Asiatisches Musikfestival Berlin begeistert mit Klängen aus vier Kulturen
Emma SchmidtAsiatisches Musikfestival Berlin begeistert mit Klängen aus vier Kulturen
Das Berliner Asiatische Musikfestival startete mit großer Begeisterung – und zog vor allem weibliches Publikum an. Über mehrere Tage hinweg präsentierte die Veranstaltung eine klangvolle Mischung aus Musiktraditionen Japans, Koreas, Chinas und der Mongolei. Jeder Auftritt sollte nicht nur Kulturen verbinden, sondern durch Musik auch neue Gespräche anregen.
Eröffnet wurde das Festival vom Nur Ensemble, das ein Streichquartett darbot, in dem westliche Moderne mit dezenten asiatischen Einflüssen verschmolz. Es folgten die mongolischen Musiker von Khukh Tenger, die mit traditionellen Melodien der Morin Khuur und kraftvollem Kehlgesang das Publikum in ihren Bann zogen.
Später betrat ein koreanisches Ensemble die Bühne und verband traditionelle Instrumente mit westlichen Klängen in einem zeitgenössischen Programm. Der Tenor Ju Hyeok Lee interpretierte anschließend koreanische Kunstlieder und zog dabei Parallelen zum deutschen Kunstlied. Die Vokalgruppe Quarticolo präsentierte derweil Stücke aus China, Japan und Korea, die nahtlos ineinander übergingen.
Jeder Auftritt wurde mit gleicher Begeisterung gefeiert – kein Künstler überstrahlte den anderen. Die offene Atmosphäre des Festivals beschränkte sich nicht auf die Musik: Diplomaten mehrerer Länder waren anwesend, was auf künftige Ausgaben mit noch vielfältigeren künstlerischen Austauschprogrammen hindeutet.

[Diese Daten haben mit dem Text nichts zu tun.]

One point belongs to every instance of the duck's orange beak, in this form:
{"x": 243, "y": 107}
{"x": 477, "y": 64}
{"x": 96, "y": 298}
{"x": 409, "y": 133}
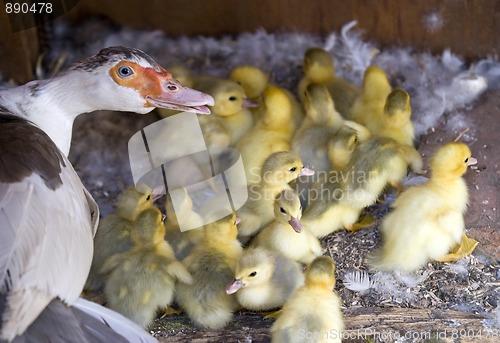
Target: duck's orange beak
{"x": 160, "y": 89}
{"x": 174, "y": 96}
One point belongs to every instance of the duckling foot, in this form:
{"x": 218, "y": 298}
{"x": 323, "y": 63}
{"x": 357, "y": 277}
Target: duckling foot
{"x": 273, "y": 314}
{"x": 465, "y": 248}
{"x": 169, "y": 310}
{"x": 365, "y": 222}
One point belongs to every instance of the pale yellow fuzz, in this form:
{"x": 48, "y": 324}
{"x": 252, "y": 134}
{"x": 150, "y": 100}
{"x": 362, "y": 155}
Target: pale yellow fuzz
{"x": 280, "y": 236}
{"x": 319, "y": 68}
{"x": 313, "y": 309}
{"x": 427, "y": 220}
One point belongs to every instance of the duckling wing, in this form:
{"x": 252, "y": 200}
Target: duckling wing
{"x": 420, "y": 228}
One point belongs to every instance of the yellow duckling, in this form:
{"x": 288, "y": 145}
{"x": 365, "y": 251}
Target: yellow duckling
{"x": 143, "y": 279}
{"x": 286, "y": 235}
{"x": 312, "y": 314}
{"x": 230, "y": 112}
{"x": 322, "y": 124}
{"x": 395, "y": 122}
{"x": 185, "y": 77}
{"x": 278, "y": 170}
{"x": 272, "y": 133}
{"x": 183, "y": 241}
{"x": 253, "y": 80}
{"x": 264, "y": 280}
{"x": 212, "y": 264}
{"x": 427, "y": 219}
{"x": 338, "y": 197}
{"x": 319, "y": 68}
{"x": 113, "y": 234}
{"x": 370, "y": 103}
{"x": 384, "y": 112}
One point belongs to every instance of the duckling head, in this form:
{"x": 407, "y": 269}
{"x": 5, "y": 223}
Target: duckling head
{"x": 148, "y": 228}
{"x": 254, "y": 268}
{"x": 229, "y": 98}
{"x": 397, "y": 108}
{"x": 282, "y": 167}
{"x": 451, "y": 161}
{"x": 319, "y": 105}
{"x": 321, "y": 273}
{"x": 287, "y": 209}
{"x": 252, "y": 79}
{"x": 134, "y": 200}
{"x": 278, "y": 108}
{"x": 376, "y": 84}
{"x": 318, "y": 65}
{"x": 224, "y": 228}
{"x": 341, "y": 148}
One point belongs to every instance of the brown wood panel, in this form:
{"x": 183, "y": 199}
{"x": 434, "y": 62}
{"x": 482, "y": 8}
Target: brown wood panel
{"x": 18, "y": 51}
{"x": 469, "y": 27}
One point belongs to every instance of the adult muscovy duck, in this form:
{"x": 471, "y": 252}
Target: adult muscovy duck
{"x": 47, "y": 217}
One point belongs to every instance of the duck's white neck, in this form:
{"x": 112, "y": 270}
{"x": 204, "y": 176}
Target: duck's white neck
{"x": 54, "y": 104}
{"x": 51, "y": 104}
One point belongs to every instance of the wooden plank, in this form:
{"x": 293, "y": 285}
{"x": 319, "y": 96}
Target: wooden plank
{"x": 468, "y": 27}
{"x": 386, "y": 324}
{"x": 18, "y": 51}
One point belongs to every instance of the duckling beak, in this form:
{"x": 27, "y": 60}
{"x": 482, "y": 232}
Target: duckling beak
{"x": 306, "y": 172}
{"x": 472, "y": 161}
{"x": 174, "y": 96}
{"x": 234, "y": 286}
{"x": 247, "y": 103}
{"x": 296, "y": 225}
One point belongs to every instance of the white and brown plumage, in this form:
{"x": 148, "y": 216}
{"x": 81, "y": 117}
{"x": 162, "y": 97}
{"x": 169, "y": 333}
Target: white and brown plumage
{"x": 47, "y": 218}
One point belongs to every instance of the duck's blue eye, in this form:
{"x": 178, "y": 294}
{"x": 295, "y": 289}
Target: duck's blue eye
{"x": 125, "y": 71}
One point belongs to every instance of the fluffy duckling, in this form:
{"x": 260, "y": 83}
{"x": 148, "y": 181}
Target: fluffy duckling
{"x": 212, "y": 264}
{"x": 230, "y": 111}
{"x": 338, "y": 197}
{"x": 143, "y": 279}
{"x": 277, "y": 171}
{"x": 264, "y": 280}
{"x": 395, "y": 122}
{"x": 286, "y": 235}
{"x": 314, "y": 309}
{"x": 272, "y": 133}
{"x": 371, "y": 101}
{"x": 427, "y": 219}
{"x": 253, "y": 80}
{"x": 183, "y": 241}
{"x": 383, "y": 111}
{"x": 113, "y": 234}
{"x": 322, "y": 124}
{"x": 319, "y": 68}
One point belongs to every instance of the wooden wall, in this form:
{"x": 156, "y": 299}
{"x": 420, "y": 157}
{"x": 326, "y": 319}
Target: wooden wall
{"x": 469, "y": 27}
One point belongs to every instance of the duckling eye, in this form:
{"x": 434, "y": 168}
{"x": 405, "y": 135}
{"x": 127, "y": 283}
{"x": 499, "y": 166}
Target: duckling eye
{"x": 125, "y": 71}
{"x": 172, "y": 88}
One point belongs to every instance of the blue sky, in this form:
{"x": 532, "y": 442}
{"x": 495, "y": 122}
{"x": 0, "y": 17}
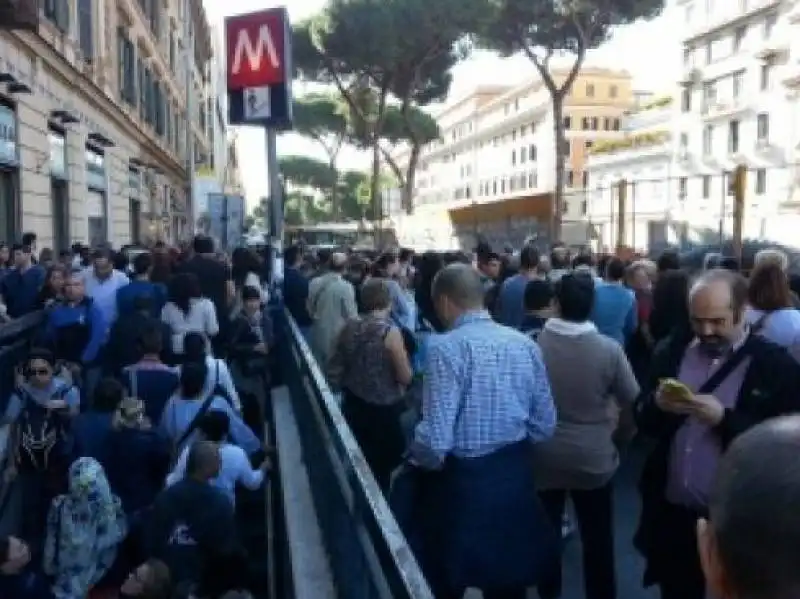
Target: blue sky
{"x": 650, "y": 51}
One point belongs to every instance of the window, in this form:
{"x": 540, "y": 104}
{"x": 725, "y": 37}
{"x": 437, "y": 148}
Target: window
{"x": 761, "y": 181}
{"x": 738, "y": 83}
{"x": 686, "y": 100}
{"x": 738, "y": 38}
{"x": 57, "y": 12}
{"x": 127, "y": 68}
{"x": 762, "y": 127}
{"x": 85, "y": 28}
{"x": 769, "y": 25}
{"x": 708, "y": 139}
{"x": 733, "y": 137}
{"x": 764, "y": 77}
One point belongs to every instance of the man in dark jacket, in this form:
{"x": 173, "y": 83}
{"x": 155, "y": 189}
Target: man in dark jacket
{"x": 192, "y": 527}
{"x": 731, "y": 381}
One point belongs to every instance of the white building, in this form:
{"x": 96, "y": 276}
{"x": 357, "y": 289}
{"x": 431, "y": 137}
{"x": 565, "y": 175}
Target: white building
{"x": 732, "y": 109}
{"x": 492, "y": 172}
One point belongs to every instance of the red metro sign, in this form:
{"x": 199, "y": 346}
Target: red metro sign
{"x": 257, "y": 49}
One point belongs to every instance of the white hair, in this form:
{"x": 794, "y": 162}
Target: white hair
{"x": 772, "y": 256}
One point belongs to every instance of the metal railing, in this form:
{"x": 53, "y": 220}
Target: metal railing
{"x": 369, "y": 556}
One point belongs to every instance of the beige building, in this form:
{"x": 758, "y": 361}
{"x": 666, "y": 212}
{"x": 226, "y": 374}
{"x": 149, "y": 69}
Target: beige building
{"x": 93, "y": 140}
{"x": 492, "y": 172}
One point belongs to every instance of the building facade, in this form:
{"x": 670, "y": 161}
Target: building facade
{"x": 733, "y": 106}
{"x": 492, "y": 172}
{"x": 93, "y": 122}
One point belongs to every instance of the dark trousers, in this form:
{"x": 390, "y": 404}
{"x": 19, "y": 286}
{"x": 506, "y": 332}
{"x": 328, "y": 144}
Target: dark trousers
{"x": 681, "y": 575}
{"x": 379, "y": 433}
{"x": 594, "y": 513}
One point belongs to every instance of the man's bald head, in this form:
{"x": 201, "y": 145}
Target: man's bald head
{"x": 753, "y": 545}
{"x": 338, "y": 261}
{"x": 461, "y": 285}
{"x": 203, "y": 460}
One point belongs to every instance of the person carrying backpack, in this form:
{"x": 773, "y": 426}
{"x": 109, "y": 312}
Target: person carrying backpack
{"x": 40, "y": 411}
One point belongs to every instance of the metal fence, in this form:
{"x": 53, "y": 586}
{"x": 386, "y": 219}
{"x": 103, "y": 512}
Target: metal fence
{"x": 685, "y": 209}
{"x": 368, "y": 554}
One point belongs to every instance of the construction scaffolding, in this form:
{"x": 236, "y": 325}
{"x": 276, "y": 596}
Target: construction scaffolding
{"x": 647, "y": 214}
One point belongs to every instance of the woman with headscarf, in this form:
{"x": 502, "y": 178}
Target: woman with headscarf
{"x": 84, "y": 528}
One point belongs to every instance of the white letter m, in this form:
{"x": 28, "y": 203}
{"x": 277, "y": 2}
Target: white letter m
{"x": 255, "y": 55}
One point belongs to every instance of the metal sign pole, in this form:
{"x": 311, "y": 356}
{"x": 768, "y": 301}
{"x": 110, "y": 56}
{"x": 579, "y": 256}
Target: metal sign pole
{"x": 276, "y": 200}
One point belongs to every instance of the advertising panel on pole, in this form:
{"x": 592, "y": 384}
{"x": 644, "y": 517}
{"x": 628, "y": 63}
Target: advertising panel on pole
{"x": 19, "y": 14}
{"x": 259, "y": 68}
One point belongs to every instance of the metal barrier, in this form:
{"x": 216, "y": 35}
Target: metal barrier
{"x": 369, "y": 556}
{"x": 16, "y": 338}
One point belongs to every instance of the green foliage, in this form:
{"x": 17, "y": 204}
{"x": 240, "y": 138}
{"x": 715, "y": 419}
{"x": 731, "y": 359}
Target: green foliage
{"x": 542, "y": 28}
{"x": 322, "y": 118}
{"x": 558, "y": 25}
{"x": 302, "y": 171}
{"x": 410, "y": 126}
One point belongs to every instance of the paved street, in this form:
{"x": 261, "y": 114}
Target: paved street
{"x": 629, "y": 563}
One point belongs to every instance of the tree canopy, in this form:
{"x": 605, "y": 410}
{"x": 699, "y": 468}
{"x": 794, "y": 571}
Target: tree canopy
{"x": 372, "y": 51}
{"x": 544, "y": 29}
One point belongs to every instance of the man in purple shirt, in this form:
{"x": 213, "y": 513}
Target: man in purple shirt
{"x": 735, "y": 380}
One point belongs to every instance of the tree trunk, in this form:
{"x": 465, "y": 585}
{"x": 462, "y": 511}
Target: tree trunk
{"x": 411, "y": 175}
{"x": 556, "y": 209}
{"x": 335, "y": 209}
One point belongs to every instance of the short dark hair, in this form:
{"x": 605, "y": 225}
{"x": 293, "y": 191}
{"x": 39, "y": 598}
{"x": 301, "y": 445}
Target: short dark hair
{"x": 753, "y": 510}
{"x": 575, "y": 295}
{"x": 615, "y": 270}
{"x": 539, "y": 295}
{"x": 202, "y": 244}
{"x": 215, "y": 425}
{"x": 151, "y": 340}
{"x": 768, "y": 288}
{"x": 142, "y": 263}
{"x": 528, "y": 257}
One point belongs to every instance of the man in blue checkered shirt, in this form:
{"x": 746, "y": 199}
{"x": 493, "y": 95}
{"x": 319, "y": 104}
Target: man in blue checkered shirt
{"x": 486, "y": 400}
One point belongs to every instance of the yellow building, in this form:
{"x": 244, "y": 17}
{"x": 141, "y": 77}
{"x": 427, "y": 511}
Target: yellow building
{"x": 93, "y": 121}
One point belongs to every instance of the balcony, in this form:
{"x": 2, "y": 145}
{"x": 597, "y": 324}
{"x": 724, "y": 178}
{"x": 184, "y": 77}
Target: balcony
{"x": 773, "y": 50}
{"x": 691, "y": 76}
{"x": 724, "y": 108}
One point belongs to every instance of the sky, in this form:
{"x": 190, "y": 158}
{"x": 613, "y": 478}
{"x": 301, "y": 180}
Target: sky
{"x": 650, "y": 51}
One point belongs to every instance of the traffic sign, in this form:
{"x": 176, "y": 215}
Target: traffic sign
{"x": 259, "y": 68}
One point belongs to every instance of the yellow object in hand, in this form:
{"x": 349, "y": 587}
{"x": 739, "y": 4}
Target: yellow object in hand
{"x": 675, "y": 387}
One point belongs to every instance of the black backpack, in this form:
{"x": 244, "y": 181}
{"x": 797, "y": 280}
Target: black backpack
{"x": 44, "y": 437}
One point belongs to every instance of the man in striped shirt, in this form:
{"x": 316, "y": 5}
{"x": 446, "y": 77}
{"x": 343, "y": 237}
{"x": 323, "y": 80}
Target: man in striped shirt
{"x": 486, "y": 398}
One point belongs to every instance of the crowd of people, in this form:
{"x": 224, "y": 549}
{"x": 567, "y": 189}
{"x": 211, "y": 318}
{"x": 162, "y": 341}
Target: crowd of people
{"x": 136, "y": 440}
{"x": 486, "y": 391}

Die Veranstaltung endete in einer Stimmung gemeinsamer Wertschätzung, als das Publikum sowohl vertraute als auch unbekannte Klänge annahm. Die Organisatoren betonten die Rolle des Festivals als Plattform für kulturellen Dialog durch zugängliche und mitreißende Darbietungen. Die Vorbereitungen für die nächste Ausgabe laufen bereits – mit dem Versprechen eines noch breiteren musikalischen Spektrums.